Echi di Apollo: un ritorno all’ispirazione

Il numero speciale di Time traccia parallelismi tra Artemis 2 e la storica missione Apollo 8 del 1968. L’Apollo 8 fu il primo volo con equipaggio a orbitare attorno alla luna, un’impresa ad alto rischio che aprì la strada allo sbarco dell’Apollo 11. Il successo dell’Apollo 8 fu fondamentale; il suo fallimento avrebbe probabilmente paralizzato l’intero programma.

Jeffrey Kluger, nel suo servizio “Ritorno alla Luna”, evidenzia questa connessione, sottolineando che entrambe le missioni arrivano in momenti in cui l’umanità potrebbe sfruttare un momento unificante.

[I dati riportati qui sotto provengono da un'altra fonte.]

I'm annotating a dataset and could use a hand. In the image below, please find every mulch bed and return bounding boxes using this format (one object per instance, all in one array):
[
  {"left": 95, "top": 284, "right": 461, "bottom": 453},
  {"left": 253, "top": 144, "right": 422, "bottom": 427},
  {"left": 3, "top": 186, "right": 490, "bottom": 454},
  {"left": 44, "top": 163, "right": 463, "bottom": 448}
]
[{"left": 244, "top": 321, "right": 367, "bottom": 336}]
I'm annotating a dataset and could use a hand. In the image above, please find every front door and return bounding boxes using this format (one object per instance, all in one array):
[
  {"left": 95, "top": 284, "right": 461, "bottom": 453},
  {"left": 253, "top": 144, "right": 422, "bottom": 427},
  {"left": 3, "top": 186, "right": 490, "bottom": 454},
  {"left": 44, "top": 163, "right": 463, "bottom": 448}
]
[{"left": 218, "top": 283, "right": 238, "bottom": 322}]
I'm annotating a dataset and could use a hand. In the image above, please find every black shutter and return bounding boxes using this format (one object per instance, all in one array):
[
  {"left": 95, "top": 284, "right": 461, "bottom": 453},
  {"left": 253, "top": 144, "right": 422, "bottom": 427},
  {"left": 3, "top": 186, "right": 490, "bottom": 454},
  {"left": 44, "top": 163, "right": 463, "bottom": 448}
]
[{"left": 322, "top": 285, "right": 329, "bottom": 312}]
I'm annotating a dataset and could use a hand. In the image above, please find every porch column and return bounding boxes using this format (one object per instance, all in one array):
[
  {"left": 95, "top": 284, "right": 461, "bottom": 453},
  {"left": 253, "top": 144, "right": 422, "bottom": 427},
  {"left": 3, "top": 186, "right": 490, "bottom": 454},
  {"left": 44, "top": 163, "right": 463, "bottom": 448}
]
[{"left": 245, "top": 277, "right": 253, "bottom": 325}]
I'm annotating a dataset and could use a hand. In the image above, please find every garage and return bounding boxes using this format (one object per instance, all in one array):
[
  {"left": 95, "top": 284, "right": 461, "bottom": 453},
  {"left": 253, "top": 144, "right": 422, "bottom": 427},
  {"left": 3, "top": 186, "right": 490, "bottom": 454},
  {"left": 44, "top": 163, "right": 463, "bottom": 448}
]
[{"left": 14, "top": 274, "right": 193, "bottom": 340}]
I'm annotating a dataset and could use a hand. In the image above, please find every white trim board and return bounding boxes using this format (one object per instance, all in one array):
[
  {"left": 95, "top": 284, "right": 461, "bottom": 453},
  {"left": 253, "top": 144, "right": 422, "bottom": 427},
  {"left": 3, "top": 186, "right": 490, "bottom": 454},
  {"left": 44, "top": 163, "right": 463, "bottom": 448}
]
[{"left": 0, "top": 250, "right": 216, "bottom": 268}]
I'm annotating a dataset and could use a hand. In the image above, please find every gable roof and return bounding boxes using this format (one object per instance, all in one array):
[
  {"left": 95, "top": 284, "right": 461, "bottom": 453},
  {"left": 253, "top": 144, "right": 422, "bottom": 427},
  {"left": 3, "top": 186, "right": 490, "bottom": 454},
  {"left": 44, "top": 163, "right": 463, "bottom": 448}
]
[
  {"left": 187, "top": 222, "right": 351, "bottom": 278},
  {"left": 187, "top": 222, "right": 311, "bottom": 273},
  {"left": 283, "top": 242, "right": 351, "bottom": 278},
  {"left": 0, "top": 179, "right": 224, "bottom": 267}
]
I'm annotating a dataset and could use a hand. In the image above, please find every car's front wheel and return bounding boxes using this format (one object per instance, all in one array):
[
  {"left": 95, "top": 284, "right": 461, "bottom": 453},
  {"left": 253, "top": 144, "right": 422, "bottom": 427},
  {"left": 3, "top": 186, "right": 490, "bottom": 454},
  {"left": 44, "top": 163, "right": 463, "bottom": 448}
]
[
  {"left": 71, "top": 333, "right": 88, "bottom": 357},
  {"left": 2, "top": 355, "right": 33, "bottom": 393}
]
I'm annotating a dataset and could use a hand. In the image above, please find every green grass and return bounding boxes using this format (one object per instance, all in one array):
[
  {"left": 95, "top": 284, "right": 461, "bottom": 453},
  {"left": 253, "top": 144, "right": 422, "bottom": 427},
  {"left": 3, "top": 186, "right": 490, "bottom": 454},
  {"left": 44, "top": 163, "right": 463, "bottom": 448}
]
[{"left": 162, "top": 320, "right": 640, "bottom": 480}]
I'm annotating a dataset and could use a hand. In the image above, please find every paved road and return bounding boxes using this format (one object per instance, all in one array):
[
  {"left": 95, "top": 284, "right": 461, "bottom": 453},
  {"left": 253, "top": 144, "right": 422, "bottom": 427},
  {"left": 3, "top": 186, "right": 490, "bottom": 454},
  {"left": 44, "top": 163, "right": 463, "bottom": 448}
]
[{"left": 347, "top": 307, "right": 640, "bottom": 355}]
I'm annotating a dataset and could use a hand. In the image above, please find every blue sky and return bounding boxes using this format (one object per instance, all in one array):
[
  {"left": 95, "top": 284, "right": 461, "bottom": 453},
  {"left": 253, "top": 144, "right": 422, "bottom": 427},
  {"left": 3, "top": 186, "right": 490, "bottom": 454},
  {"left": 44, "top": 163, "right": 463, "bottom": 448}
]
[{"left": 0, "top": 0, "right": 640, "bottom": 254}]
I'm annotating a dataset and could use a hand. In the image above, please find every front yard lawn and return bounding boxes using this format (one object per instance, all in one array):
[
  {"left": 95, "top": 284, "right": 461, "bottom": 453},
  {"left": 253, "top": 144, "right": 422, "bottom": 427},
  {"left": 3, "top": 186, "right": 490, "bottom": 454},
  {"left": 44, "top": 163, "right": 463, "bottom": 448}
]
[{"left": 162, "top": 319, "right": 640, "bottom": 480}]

Il programma Apollo, e ora Artemis, offrono un senso condiviso di meraviglia e di realizzazione che trascende i confini nazionali.

“Un ritorno al vicinato lunare non solo rappresenterà un vantaggio significativo in qualsiasi corsa allo spazio che esista con la Cina, ma offrirà anche una sorta di miglioramento pubblico che il volo spaziale è stato in grado di fornire in modo unico”.

Oltre la scienza: un momento per l’umanità

La missione Artemis 2 non consiste solo nel battere i record. Si tratta di riaccendere il senso di uno scopo collettivo e dimostrare ciò che l’umanità può ottenere quando punta su obiettivi ambiziosi. Come scrive Kluger, la missione potrebbe offrire lo stesso tipo di “magia” che l’Apollo 8 fornì nel 1968, un momento di speranza condivisa in un mondo turbolento.

Il lancio di Artemis 2 aggiungerà quattro nuovi nomi alla storia dell’esplorazione spaziale, rappresentando non solo un equipaggio ma un emissario per i miliardi di persone che rimangono sulla terra. La missione è destinata a diventare un dramma globale, un trionfo globale e una gioia globale, proprio come le missioni Apollo che l’hanno preceduta.